A Rodhi Murtadho
Nekromansi menggejala. Banyak orang percaya akan perkataan Ilyas. Masa depan. Ketertarikan pengetahuan membuat pasien mendatanginya. Terutama mengenai jodoh, rezeki, bahkan kematian. Ihwal yang seharusnya hanya diketahui Tuhan. Keberanian Ilyas sudah melebihi batas. Mendahului Tuhan. Banyak Kyai, pendeta, biksu, dan banyak tokoh agama bersatu mengenyahkannya. Memusnahkan perbuatan Ilyas bahkan bisa jadi Ilyas sendiri yang akan dipancung.

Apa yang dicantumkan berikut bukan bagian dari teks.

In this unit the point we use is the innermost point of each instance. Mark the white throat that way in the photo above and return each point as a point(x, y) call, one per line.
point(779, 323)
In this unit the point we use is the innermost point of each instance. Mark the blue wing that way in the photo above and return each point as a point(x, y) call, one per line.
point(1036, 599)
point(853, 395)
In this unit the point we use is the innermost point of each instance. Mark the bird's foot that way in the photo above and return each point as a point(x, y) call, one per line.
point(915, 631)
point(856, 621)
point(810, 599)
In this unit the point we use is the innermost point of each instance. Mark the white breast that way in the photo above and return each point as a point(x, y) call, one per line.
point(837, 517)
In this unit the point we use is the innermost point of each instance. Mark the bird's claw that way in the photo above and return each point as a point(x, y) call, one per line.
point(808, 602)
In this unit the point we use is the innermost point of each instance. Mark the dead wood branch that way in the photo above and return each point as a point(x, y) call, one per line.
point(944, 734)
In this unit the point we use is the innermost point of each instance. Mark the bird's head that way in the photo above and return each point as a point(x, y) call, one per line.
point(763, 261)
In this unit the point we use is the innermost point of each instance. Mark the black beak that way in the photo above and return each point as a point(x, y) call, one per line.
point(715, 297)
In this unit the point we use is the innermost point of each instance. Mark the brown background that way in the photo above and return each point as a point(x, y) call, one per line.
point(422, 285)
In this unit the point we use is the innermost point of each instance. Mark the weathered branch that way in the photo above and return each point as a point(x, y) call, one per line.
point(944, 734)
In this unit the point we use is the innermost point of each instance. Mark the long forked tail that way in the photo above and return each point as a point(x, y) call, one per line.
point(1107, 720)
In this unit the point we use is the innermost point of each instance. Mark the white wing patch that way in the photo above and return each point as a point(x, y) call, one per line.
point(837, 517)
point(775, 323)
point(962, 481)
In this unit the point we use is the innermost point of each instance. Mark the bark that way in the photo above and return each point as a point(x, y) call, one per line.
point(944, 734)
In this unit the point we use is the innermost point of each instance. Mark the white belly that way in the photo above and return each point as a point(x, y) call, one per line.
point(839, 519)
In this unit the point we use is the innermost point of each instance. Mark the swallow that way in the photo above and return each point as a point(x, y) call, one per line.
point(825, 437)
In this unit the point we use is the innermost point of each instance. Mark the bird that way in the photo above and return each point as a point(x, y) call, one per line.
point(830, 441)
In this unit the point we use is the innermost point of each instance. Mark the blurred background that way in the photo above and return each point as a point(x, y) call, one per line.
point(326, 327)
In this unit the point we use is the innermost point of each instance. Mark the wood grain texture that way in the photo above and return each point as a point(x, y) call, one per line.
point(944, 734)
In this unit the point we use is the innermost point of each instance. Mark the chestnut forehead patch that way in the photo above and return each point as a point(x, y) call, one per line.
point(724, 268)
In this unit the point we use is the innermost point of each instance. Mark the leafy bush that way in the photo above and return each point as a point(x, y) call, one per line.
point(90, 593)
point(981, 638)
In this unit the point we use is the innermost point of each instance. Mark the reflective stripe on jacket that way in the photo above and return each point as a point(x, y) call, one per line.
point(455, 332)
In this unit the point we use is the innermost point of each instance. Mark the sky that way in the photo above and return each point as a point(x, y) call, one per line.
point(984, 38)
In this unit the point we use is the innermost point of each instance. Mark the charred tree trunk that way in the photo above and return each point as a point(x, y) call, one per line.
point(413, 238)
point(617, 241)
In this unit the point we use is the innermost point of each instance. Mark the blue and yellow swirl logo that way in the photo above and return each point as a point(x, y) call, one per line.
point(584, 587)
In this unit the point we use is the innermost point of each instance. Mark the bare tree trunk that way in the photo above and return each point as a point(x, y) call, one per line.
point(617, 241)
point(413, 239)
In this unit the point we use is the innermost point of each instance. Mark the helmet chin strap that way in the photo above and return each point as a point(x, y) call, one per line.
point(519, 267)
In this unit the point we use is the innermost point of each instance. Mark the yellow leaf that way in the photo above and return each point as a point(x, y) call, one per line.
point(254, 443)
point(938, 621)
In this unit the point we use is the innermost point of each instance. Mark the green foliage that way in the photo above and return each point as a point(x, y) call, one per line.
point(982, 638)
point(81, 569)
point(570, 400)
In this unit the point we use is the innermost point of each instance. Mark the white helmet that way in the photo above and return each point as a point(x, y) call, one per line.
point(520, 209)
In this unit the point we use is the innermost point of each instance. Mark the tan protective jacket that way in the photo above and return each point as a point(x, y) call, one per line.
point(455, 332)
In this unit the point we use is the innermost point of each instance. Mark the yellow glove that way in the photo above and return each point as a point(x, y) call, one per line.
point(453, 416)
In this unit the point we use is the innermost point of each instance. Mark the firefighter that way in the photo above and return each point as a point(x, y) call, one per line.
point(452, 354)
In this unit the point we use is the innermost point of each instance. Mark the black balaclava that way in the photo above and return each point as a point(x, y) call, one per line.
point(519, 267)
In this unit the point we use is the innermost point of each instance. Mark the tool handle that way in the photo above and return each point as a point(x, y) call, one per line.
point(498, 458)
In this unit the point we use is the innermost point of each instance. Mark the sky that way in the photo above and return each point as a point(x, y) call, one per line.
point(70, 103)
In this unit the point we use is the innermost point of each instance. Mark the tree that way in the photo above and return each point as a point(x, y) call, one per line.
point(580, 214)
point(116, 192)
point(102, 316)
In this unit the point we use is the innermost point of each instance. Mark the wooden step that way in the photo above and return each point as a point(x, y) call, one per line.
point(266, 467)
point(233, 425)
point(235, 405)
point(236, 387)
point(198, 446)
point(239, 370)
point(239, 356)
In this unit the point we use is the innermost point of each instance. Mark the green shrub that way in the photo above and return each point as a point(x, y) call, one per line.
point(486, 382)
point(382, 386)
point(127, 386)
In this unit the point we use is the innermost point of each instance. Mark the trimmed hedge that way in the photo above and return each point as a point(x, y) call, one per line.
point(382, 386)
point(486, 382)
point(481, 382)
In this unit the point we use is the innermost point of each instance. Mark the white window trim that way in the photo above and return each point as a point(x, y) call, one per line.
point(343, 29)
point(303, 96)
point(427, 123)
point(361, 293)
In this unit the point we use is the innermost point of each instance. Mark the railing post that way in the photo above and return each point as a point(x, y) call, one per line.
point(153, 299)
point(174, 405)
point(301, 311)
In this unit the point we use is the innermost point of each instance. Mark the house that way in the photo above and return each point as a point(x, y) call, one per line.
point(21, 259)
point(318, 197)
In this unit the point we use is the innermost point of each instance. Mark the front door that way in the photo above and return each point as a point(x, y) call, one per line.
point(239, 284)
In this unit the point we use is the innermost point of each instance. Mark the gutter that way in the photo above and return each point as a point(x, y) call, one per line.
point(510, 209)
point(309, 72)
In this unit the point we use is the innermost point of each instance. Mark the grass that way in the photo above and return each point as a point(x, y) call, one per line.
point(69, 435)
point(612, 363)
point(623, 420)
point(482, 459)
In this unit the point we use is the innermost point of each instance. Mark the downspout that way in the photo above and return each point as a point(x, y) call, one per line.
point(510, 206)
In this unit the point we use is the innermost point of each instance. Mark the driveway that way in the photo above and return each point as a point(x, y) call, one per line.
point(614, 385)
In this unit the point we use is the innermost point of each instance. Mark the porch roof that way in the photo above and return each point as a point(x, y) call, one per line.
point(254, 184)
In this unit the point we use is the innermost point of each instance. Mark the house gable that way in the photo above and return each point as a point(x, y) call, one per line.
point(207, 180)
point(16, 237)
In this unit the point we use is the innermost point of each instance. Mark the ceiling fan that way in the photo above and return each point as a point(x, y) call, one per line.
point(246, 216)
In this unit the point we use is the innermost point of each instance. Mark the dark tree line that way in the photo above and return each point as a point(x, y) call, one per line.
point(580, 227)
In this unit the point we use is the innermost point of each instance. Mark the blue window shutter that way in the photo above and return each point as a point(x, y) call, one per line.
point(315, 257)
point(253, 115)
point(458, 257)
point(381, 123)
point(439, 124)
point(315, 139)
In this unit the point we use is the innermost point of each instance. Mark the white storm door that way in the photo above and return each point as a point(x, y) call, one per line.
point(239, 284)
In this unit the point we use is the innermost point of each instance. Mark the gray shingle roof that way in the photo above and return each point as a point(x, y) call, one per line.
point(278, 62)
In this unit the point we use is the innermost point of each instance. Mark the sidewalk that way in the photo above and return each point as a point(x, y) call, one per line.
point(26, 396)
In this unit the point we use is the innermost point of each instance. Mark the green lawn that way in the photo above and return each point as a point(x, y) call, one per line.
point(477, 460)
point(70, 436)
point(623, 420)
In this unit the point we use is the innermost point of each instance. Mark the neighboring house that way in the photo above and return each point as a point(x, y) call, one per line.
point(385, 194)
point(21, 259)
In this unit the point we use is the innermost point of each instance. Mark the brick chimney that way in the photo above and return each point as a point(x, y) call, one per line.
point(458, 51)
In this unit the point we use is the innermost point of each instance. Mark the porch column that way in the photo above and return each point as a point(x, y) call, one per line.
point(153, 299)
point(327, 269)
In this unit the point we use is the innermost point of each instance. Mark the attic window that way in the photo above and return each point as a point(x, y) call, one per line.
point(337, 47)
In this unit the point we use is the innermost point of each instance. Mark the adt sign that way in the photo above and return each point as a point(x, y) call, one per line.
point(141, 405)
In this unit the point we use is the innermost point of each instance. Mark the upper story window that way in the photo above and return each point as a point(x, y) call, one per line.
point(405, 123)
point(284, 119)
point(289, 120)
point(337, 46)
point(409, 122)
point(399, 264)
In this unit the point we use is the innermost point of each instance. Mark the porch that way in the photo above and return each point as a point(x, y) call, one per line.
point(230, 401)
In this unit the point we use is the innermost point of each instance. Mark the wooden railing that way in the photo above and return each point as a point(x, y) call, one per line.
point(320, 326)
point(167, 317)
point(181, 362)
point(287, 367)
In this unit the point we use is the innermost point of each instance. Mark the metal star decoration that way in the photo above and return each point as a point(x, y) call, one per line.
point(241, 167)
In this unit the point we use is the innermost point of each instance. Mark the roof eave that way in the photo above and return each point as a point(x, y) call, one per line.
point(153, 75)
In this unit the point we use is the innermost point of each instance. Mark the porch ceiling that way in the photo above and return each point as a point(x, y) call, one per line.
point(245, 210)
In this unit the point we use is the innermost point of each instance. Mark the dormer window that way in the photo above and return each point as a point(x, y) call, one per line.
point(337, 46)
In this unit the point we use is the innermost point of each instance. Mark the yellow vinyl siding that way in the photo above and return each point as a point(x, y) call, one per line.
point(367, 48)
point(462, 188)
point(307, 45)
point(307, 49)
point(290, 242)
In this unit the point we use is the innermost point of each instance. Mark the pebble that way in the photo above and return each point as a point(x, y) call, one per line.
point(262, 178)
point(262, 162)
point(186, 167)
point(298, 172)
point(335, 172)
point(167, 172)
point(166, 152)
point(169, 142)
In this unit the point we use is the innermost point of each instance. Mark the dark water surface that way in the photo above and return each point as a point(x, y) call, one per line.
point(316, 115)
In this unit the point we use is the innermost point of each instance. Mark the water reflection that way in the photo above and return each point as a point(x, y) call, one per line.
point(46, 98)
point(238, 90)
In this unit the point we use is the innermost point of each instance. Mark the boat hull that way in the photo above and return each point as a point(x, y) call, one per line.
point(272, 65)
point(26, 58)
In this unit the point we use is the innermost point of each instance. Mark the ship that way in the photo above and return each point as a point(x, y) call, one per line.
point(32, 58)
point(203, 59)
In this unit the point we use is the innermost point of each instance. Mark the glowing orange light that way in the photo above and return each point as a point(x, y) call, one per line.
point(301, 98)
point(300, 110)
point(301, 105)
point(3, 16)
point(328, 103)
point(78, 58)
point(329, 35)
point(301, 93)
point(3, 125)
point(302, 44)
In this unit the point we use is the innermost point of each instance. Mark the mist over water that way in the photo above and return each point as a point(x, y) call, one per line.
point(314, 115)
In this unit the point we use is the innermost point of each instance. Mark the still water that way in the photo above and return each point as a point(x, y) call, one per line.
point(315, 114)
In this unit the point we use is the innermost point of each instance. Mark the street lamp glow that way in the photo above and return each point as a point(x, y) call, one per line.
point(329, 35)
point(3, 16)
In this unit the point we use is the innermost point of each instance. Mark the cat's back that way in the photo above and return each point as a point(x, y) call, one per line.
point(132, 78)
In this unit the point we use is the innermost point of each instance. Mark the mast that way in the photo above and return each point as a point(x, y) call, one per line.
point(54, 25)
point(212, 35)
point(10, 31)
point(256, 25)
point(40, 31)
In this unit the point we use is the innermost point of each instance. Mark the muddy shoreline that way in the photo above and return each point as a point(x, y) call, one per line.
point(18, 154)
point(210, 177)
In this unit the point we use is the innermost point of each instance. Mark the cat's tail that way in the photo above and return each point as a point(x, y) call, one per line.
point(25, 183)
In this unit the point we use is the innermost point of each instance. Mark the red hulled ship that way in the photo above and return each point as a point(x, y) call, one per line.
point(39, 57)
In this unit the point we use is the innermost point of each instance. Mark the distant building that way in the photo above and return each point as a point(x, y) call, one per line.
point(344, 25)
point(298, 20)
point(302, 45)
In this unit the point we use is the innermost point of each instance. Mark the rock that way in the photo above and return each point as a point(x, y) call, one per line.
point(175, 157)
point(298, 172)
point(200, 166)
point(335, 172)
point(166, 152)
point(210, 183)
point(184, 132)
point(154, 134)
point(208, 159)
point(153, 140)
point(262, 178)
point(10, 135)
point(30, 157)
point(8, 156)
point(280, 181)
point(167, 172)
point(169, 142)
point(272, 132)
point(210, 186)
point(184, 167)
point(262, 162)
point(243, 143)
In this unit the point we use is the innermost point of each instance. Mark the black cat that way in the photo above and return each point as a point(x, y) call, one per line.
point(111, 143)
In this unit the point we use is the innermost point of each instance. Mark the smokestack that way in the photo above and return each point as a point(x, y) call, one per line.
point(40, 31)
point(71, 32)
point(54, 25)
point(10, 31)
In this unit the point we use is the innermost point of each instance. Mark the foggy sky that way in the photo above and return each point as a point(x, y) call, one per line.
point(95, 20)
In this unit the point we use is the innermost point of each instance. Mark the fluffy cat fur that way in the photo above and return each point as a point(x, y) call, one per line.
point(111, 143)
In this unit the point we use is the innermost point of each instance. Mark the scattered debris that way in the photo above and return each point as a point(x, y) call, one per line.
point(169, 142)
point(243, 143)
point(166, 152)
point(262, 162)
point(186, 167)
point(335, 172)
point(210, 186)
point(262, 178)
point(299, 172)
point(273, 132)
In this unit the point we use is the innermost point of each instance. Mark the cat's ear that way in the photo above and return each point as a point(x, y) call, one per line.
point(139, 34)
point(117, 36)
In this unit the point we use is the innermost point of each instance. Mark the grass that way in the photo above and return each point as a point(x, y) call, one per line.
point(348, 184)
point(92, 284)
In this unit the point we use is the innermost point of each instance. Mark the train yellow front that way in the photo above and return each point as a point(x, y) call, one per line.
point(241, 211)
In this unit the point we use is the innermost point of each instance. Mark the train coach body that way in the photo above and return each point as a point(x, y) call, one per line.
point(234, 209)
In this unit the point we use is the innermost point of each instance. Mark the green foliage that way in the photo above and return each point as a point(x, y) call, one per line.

Orang-orang terus berbondong-bondong mendatangi Ilyas. Ingin mengatahui nasibnya. Pemberitaan miring mengenai Ilyas seakan menjadi ajang promosi bagi Ilyas untuk menjadi terkenal. Lantaran tak ada tindakan tokoh agama untuk menghakiminya. Cuma omong kosong, gembar-gembor Ilyas pada setiap pasiennnya.
Banyak paranormal lain yang merasa tersaingi. Segala macam teluh dikirim. Bahkan berebutan untuk mencengkeram Ilyas. Namun semua juga berebut cepat-cepat ingin pulang kembali pada majikannya. Teluh-teluh kalah dengan aura pengaruh dari tubuh Ilyas. Berbagai macam teror dilakukan namun hasilnya juga nihil. Ilyas tetap hidup dan makin kokoh.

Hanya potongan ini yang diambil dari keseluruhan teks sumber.